Christians from yesteryear could not see what specific sins Darwinism would make acceptable in our culture, but they still sounded the trumpet of alarm, warning everyone of the destructive acid evolutionary theory brings to any civilization. Could it be that Darwinism is the foundation of some of today’s greatest sins? I realize that most of these sins have been around for millennia, but we must all ask if the belief in evolution heightened the impact of some of these sins in our culture today?

Racism (some humans have not evolved as much as others; just read Darwin’s writings).

Abortion (life is not sacred because no one is made in the image of God).

Neglect the poor (survival of the fittest teaches us that the poor should fend for themselves).

Homosexuality (marriage between a man and woman was not set up by God).

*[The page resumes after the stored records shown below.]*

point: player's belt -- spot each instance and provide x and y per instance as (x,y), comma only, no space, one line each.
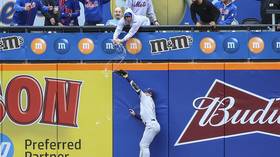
(150,120)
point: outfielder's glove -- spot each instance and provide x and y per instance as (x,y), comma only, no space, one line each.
(122,73)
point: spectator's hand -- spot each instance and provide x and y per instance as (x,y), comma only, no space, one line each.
(117,41)
(52,20)
(156,23)
(50,8)
(33,5)
(27,7)
(132,112)
(212,23)
(60,24)
(55,10)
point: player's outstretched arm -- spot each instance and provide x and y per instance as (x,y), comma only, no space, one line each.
(134,86)
(134,114)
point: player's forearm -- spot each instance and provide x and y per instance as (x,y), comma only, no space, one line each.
(137,116)
(134,86)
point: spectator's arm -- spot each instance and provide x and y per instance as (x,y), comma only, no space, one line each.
(214,11)
(18,7)
(62,12)
(133,30)
(42,7)
(77,9)
(128,4)
(118,29)
(193,14)
(46,14)
(151,12)
(231,17)
(104,1)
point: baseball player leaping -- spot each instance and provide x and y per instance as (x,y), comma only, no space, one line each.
(147,115)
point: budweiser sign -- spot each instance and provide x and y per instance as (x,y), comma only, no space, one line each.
(229,111)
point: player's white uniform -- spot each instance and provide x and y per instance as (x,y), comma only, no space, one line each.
(142,7)
(148,116)
(136,22)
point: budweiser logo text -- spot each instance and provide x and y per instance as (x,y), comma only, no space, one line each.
(228,111)
(57,106)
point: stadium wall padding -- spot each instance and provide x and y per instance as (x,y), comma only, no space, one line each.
(103,126)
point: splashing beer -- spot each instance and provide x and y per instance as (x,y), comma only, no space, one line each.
(167,11)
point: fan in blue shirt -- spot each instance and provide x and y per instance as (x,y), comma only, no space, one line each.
(26,10)
(93,11)
(69,12)
(228,12)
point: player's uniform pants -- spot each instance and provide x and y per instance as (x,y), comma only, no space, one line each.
(151,130)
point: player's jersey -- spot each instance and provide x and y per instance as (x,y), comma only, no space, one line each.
(142,7)
(136,22)
(147,107)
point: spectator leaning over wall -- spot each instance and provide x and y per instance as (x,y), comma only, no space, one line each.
(52,16)
(118,14)
(132,20)
(144,8)
(26,10)
(228,12)
(269,4)
(69,12)
(207,12)
(93,11)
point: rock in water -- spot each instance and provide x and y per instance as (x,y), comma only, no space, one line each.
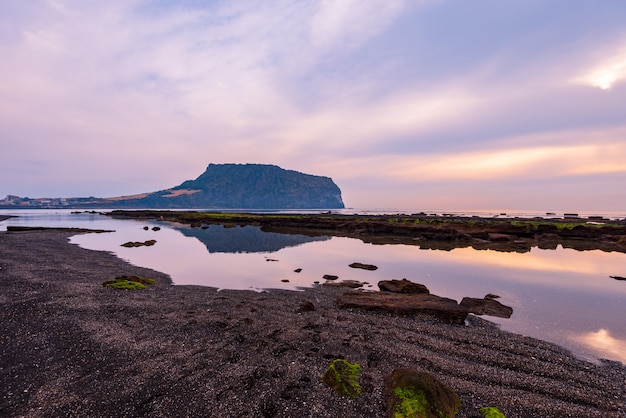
(402,286)
(412,394)
(487,306)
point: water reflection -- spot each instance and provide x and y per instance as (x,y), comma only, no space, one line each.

Situational ethics (the end justifies the means because there is no God to set a standard).

Pornography (nakedness is not shameful).

I am writing this article in a school building. The school building is located in a church. This school is a Christian school. Creationism is taught here. This is our religion. And I am thankful for the freedom I have to send my child to a school that will not just teach about evolutionary theory, but will also be open-minded and teach other ideas as well.

During my junior year in high school, I was scolded by a substitute teacher as I tried to explain my belief in an intelligent designer. He told me to shut up and then explained that evolution is fact and there shouldn’t be any discussion. At seventeen I was shocked and discouraged. Today, I am thankful for that experience because it taught me that everyone has a religion. Everyone has a belief system. Just admit it…go ahead and admit it substitute teacher!